Clustered table access performance is also faster than non-clustered tables because it can reduce one table lookup; adding secondary indexes means more data is written, so writes will be slower.

translator_bot · June 21, 2024, 5:16am

| username: FutureDB | Original post link

Which section?

translator_bot · June 21, 2024, 5:16am

| username: FutureDB | Original post link

If you need to batch delete with random primary keys, it can easily cause a full table scan. How can this be avoided?

translator_bot · June 21, 2024, 5:16am

| username: 哈喽沃德 | Original post link

The primary key itself does not have any business significance; it only needs to be unique and non-repetitive. If there are business requirements, you can add another field. You don’t need to consider your third question; you can consider using random numbers, and when deleting, you can use rownum.

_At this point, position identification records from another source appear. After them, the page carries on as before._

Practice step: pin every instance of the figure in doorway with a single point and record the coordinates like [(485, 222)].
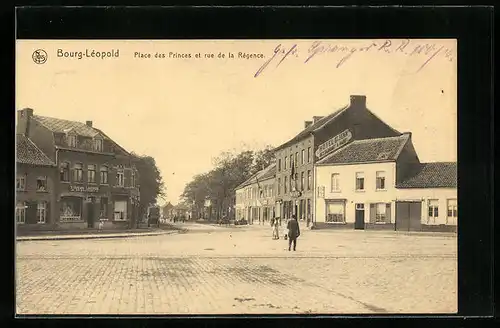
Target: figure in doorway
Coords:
[(293, 233)]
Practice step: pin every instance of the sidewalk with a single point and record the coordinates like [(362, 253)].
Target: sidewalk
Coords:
[(94, 234)]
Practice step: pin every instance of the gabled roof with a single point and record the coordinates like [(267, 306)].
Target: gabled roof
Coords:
[(311, 128), (265, 174), (369, 150), (431, 175), (63, 126), (28, 153)]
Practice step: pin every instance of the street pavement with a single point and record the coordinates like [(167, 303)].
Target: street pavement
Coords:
[(239, 270)]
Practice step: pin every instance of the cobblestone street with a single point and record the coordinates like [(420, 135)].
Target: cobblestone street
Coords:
[(218, 270)]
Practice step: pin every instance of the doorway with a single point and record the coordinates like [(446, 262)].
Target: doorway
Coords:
[(359, 222)]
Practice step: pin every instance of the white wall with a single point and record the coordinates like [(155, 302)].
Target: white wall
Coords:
[(348, 185), (426, 194)]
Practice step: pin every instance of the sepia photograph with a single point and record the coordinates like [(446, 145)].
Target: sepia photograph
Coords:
[(213, 177)]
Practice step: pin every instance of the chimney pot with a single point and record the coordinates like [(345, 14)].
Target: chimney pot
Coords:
[(317, 118), (358, 101)]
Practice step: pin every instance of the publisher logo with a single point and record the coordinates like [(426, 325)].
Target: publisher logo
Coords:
[(39, 56)]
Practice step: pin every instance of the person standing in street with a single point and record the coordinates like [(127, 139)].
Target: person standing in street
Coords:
[(293, 233)]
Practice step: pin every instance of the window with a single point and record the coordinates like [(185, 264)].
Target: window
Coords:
[(98, 144), (64, 173), (103, 210), (452, 208), (335, 212), (360, 181), (41, 183), (309, 180), (104, 174), (335, 182), (21, 182), (433, 211), (78, 172), (380, 180), (91, 173), (120, 178), (41, 212), (380, 214), (132, 179), (21, 212), (72, 141)]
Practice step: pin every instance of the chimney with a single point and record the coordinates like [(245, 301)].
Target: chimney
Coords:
[(24, 120), (317, 118), (358, 101)]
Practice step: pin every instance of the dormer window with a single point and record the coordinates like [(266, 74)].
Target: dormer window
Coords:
[(72, 141), (98, 144)]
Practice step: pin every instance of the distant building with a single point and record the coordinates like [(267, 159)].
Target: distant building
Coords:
[(380, 183), (36, 179), (296, 158), (255, 198), (97, 179)]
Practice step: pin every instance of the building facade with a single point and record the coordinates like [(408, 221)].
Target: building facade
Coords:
[(295, 159), (96, 180), (255, 198), (381, 184), (36, 176)]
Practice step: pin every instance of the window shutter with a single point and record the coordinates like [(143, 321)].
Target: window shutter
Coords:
[(388, 213), (373, 212), (31, 212)]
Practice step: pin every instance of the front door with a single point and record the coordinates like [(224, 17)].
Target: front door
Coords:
[(90, 215), (360, 217)]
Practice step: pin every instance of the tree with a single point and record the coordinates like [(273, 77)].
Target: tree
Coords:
[(151, 185)]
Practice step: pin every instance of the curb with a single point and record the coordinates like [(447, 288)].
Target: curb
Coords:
[(75, 237)]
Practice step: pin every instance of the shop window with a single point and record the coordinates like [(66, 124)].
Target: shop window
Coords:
[(433, 211), (103, 210), (103, 171), (71, 209), (21, 182), (335, 182), (380, 180), (360, 181), (335, 213), (91, 168), (41, 183), (78, 172), (21, 212), (64, 172)]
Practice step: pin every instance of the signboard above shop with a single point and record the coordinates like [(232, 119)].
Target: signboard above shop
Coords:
[(334, 143)]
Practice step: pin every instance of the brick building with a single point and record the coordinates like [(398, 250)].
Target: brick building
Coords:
[(96, 178), (321, 136), (36, 176)]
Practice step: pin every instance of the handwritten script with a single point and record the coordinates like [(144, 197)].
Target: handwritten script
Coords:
[(428, 51)]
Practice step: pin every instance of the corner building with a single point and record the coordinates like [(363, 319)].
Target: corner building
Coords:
[(320, 137), (96, 178)]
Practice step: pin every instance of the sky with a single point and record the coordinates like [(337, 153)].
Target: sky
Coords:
[(185, 111)]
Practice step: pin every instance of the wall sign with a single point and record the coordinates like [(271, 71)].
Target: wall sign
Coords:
[(333, 143), (83, 188)]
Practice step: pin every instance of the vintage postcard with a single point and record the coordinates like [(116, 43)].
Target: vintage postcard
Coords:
[(236, 177)]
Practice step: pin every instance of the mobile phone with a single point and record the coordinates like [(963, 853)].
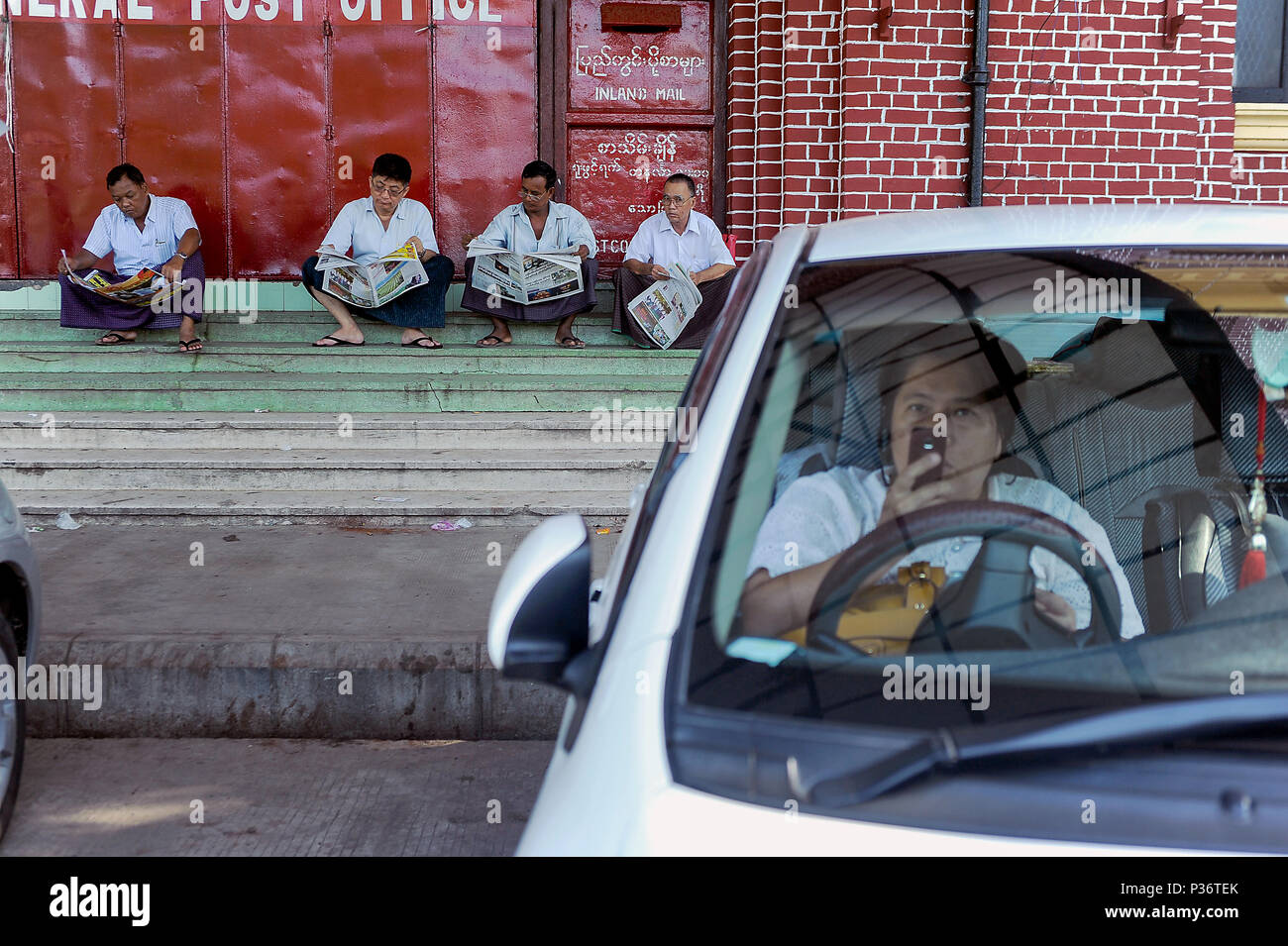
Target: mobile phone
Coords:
[(919, 443)]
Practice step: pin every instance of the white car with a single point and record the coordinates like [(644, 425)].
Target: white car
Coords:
[(20, 627), (806, 644)]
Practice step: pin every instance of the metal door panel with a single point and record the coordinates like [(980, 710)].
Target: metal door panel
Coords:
[(65, 136), (484, 119), (174, 130), (278, 156)]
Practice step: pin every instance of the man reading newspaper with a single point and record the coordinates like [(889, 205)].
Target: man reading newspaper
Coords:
[(395, 273), (522, 266), (374, 284), (664, 310), (159, 278), (677, 235)]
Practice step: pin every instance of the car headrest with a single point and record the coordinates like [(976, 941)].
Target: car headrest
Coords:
[(1147, 365)]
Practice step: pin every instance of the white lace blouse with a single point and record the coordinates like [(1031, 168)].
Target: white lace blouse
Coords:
[(822, 515)]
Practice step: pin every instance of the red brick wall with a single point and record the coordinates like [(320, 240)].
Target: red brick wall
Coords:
[(1086, 103)]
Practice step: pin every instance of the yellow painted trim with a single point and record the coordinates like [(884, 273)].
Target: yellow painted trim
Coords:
[(1260, 126)]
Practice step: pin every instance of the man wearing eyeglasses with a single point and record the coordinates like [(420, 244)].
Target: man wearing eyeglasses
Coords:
[(374, 227), (678, 233), (536, 223)]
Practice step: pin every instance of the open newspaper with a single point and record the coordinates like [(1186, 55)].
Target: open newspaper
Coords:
[(526, 278), (665, 308), (142, 288), (375, 283)]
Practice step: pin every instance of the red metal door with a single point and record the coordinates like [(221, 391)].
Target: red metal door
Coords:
[(380, 102), (265, 115), (643, 98), (174, 129), (65, 134), (484, 117), (277, 150)]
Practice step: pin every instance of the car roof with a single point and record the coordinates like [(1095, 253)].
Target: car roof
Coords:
[(1051, 226)]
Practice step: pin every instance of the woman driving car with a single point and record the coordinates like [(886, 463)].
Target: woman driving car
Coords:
[(948, 407)]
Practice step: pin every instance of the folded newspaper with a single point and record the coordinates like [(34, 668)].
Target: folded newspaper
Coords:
[(142, 288), (526, 278), (375, 283), (665, 308)]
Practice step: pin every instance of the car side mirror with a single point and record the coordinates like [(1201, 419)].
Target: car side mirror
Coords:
[(541, 611)]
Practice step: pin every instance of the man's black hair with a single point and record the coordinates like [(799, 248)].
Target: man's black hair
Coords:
[(684, 179), (541, 168), (391, 166), (125, 171)]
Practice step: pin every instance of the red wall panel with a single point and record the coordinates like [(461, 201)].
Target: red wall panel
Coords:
[(65, 132), (279, 179), (380, 110), (616, 177), (484, 119), (638, 108), (174, 129), (632, 71)]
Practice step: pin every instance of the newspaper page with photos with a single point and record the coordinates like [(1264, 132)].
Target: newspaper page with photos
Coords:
[(145, 287), (526, 278), (373, 284), (665, 308)]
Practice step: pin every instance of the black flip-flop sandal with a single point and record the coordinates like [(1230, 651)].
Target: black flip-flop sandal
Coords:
[(338, 343), (416, 344)]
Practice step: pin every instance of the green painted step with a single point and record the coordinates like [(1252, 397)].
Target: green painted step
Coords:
[(304, 327), (211, 390), (275, 358)]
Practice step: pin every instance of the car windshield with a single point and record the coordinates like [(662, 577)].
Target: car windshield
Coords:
[(980, 488)]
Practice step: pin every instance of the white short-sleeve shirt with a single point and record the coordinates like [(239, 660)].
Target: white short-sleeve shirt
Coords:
[(357, 226), (166, 220), (511, 229), (827, 512), (700, 246)]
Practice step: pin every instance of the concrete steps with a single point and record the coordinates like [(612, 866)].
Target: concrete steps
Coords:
[(310, 469), (305, 327), (301, 470)]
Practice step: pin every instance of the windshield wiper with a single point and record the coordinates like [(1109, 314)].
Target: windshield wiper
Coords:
[(947, 748)]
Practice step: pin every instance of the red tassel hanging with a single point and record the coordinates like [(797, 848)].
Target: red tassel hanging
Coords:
[(1253, 567), (1254, 562)]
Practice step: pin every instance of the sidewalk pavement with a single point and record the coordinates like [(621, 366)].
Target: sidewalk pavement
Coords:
[(258, 632), (134, 796)]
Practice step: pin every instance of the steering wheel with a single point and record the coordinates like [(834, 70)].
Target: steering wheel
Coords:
[(991, 606)]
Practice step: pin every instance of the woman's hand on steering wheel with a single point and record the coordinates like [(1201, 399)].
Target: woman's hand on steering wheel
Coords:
[(1055, 610)]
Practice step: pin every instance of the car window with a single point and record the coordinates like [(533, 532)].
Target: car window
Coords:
[(1081, 528)]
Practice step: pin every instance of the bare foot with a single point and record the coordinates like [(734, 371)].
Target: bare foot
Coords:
[(117, 339), (339, 338)]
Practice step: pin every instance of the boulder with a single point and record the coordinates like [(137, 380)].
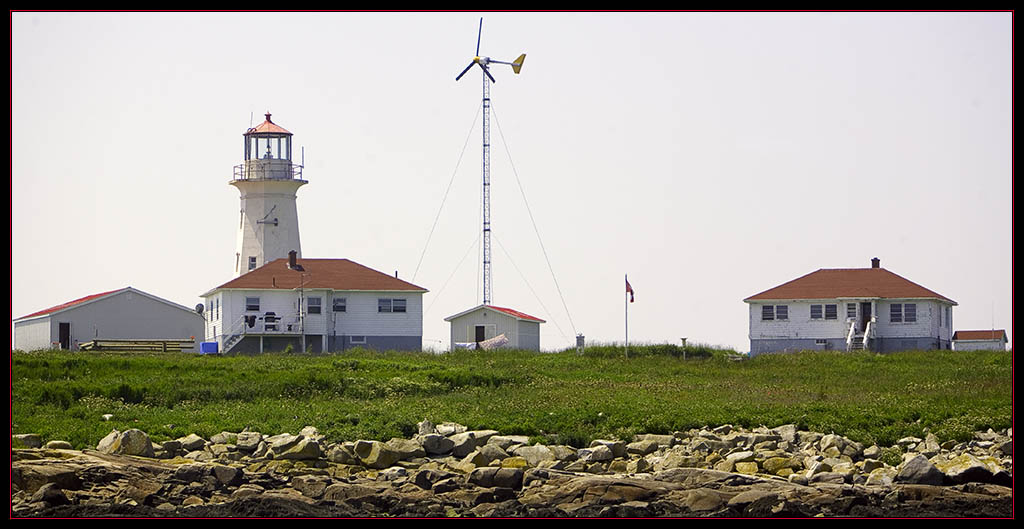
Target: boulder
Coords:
[(375, 454), (535, 454), (129, 442), (302, 448), (463, 443), (192, 442), (26, 441), (916, 469), (617, 447), (436, 444), (406, 448), (599, 452)]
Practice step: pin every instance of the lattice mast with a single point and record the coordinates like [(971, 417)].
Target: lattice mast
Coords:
[(483, 62)]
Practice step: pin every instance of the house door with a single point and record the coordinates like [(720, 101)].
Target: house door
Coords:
[(865, 315), (64, 335)]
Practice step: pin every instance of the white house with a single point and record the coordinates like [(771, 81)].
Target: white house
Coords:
[(486, 321), (980, 340), (123, 314), (847, 309), (314, 304)]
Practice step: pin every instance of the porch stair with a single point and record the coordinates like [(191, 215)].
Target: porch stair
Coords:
[(231, 342)]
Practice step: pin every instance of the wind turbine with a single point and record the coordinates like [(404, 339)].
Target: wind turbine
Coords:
[(483, 62)]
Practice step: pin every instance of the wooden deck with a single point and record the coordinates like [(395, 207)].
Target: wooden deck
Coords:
[(165, 346)]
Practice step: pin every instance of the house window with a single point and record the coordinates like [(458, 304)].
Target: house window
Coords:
[(388, 305), (903, 313), (770, 312)]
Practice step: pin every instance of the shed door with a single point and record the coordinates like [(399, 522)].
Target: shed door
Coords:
[(865, 315), (64, 335)]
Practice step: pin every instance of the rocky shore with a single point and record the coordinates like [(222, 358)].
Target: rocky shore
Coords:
[(449, 471)]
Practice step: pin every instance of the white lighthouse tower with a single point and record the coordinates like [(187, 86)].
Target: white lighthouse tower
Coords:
[(268, 222)]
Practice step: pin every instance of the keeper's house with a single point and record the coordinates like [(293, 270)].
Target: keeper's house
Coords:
[(314, 304), (849, 309), (980, 340), (123, 314)]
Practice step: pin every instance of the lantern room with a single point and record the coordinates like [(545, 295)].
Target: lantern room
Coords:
[(267, 153)]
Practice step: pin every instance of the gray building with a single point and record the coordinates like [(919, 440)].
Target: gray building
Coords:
[(486, 321), (123, 314)]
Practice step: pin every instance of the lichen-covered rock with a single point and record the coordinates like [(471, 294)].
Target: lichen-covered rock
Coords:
[(129, 442), (26, 441), (967, 468), (918, 470), (375, 454), (535, 454)]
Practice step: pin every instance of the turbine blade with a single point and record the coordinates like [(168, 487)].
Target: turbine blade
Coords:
[(478, 33), (464, 71), (517, 63)]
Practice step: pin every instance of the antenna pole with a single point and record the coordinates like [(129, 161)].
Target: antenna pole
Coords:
[(486, 189)]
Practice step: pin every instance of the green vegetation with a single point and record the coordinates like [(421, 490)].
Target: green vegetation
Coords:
[(556, 397)]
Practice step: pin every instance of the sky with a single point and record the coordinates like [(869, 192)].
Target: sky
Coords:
[(709, 156)]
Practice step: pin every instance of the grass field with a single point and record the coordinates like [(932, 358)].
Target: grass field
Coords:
[(555, 397)]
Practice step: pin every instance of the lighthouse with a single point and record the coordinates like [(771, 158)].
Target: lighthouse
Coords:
[(268, 220)]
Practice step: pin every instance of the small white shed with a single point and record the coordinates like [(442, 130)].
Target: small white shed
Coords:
[(486, 321), (123, 314)]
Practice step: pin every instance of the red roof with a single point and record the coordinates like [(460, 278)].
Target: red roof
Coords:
[(70, 304), (267, 126), (516, 313), (998, 334), (338, 274), (848, 282)]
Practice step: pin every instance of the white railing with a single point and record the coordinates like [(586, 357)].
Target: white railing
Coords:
[(868, 332), (850, 335)]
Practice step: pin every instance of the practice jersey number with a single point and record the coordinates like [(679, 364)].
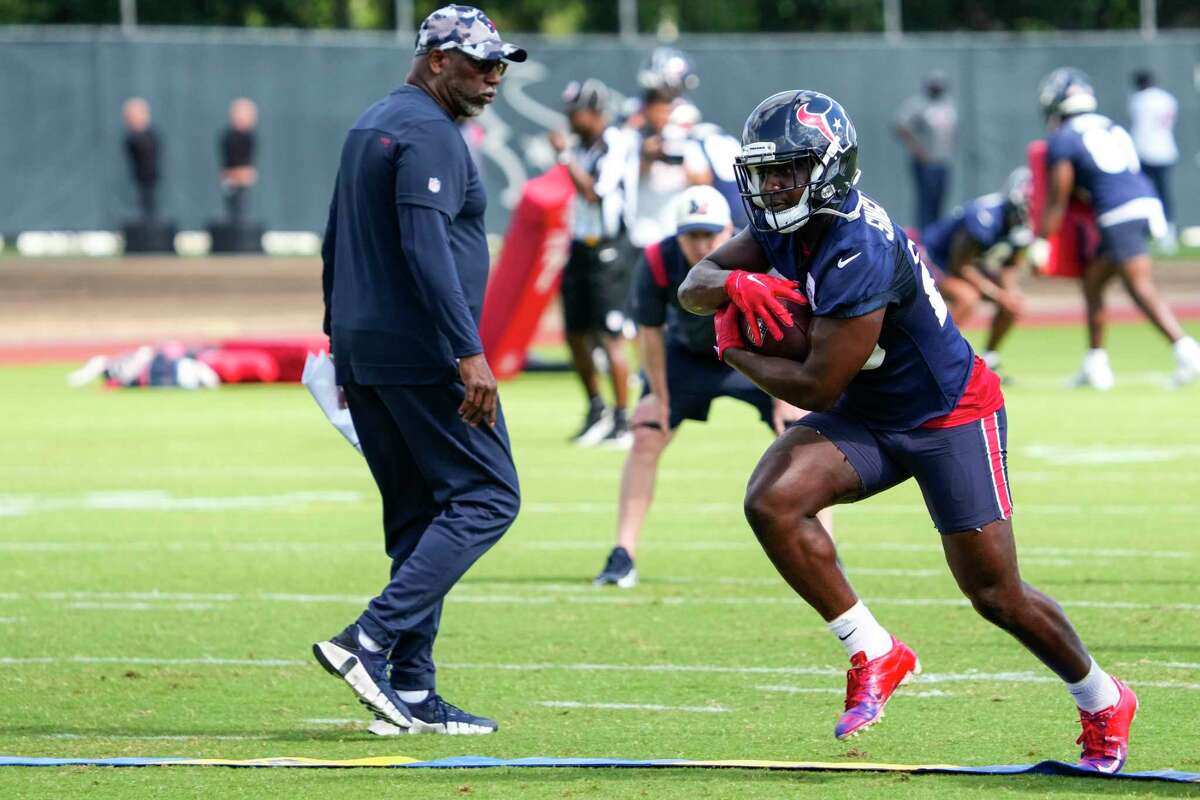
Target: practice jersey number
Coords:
[(1111, 149)]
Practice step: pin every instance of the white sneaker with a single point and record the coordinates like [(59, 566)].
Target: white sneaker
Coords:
[(1096, 372)]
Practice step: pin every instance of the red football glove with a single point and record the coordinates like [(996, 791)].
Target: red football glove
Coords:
[(756, 294), (729, 330)]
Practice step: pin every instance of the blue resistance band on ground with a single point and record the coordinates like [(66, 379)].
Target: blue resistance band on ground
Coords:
[(480, 762)]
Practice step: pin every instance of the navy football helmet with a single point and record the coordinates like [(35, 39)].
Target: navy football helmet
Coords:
[(1066, 91), (807, 139)]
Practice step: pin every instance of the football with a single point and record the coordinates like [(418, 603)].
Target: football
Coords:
[(795, 343)]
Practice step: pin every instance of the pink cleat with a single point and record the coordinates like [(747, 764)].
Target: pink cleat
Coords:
[(1105, 735)]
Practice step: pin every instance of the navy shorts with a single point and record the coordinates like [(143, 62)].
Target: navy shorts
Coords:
[(695, 380), (1125, 240), (963, 471)]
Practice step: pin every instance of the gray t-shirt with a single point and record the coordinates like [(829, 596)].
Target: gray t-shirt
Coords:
[(934, 124)]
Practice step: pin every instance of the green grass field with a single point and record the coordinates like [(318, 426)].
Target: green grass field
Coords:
[(143, 533)]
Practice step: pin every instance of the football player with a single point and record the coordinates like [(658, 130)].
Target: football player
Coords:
[(897, 392), (681, 378), (1091, 156), (975, 254)]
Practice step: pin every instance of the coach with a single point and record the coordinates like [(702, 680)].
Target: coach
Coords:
[(405, 268)]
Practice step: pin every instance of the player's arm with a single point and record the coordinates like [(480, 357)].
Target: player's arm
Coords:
[(1060, 180), (839, 349), (703, 290), (654, 362), (965, 254)]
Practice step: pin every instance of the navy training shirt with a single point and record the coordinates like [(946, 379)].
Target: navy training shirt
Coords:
[(1104, 160), (406, 250), (983, 218), (922, 364), (655, 299)]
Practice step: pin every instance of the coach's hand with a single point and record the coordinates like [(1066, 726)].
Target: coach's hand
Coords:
[(756, 294), (479, 404)]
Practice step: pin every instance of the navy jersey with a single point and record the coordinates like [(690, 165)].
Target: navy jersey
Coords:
[(1105, 162), (921, 364), (983, 220), (400, 311), (655, 299)]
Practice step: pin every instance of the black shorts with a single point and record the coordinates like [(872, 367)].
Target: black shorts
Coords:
[(695, 380), (595, 287)]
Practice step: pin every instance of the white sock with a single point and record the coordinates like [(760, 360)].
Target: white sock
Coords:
[(369, 643), (414, 697), (859, 632), (1097, 691)]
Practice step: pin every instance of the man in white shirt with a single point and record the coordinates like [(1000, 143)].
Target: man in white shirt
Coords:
[(1152, 112)]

translator_bot · June 21, 2024, 5:16am

| username: zhanggame1 | Original post link

You must be referring to a very old version, right? After version 6.5, clustered tables write much faster than non-clustered tables. The performance of sequences is very poor, but using auto-increment with cache=1 has been optimized and is now much faster.

translator_bot · June 21, 2024, 5:16am

| username: tidb菜鸟一只 | Original post link

It is generally recommended to record the keys first and then delete them by key when performing batch deletions. The more dispersed your keys are, the faster the deletion should be.

translator_bot · June 21, 2024, 5:16am

| username: 江湖故人 | Original post link

Distributed databases do not recommend using auto-increment primary keys. For scenarios that require auto-increment primary keys, it is better to use MySQL.

translator_bot · June 21, 2024, 5:16am

| username: oceanzhang | Original post link

I personally think that the business primary key is not suitable.

translator_bot · June 21, 2024, 5:16am

| username: 江湖故人 | Original post link

Here’s an additional link:
DM Data Migration Best Practices | PingCAP Documentation Center

translator_bot · June 21, 2024, 5:16am

| username: 小毛毛虫 | Original post link

To basically avoid hotspots:
For clustered index tables, use AUTO_RANDOM to avoid hotspots;
Since AUTO_RANDOM does not support non-clustered index tables, use SHARD_ROW_ID_BITS to avoid hotspots in the case of non-clustered index tables;
Other detailed issues need to be analyzed specifically.

translator_bot · June 21, 2024, 5:16am

| username: FutureDB | Original post link

When deleting in batches by random primary key, some keys are too scattered, which leads to scanning more regions and ultimately results in a full table scan.

translator_bot · June 21, 2024, 5:16am

| username: tidb菜鸟一只 | Original post link

But isn’t your random primary key just table_id plus primary key? Point queries or range queries should be faster than other index back table methods, right… It also won’t return all regions…

translator_bot · June 21, 2024, 5:16am

| username: 这里介绍不了我 | Original post link

Personally, I feel it is still to solve the hotspot issue.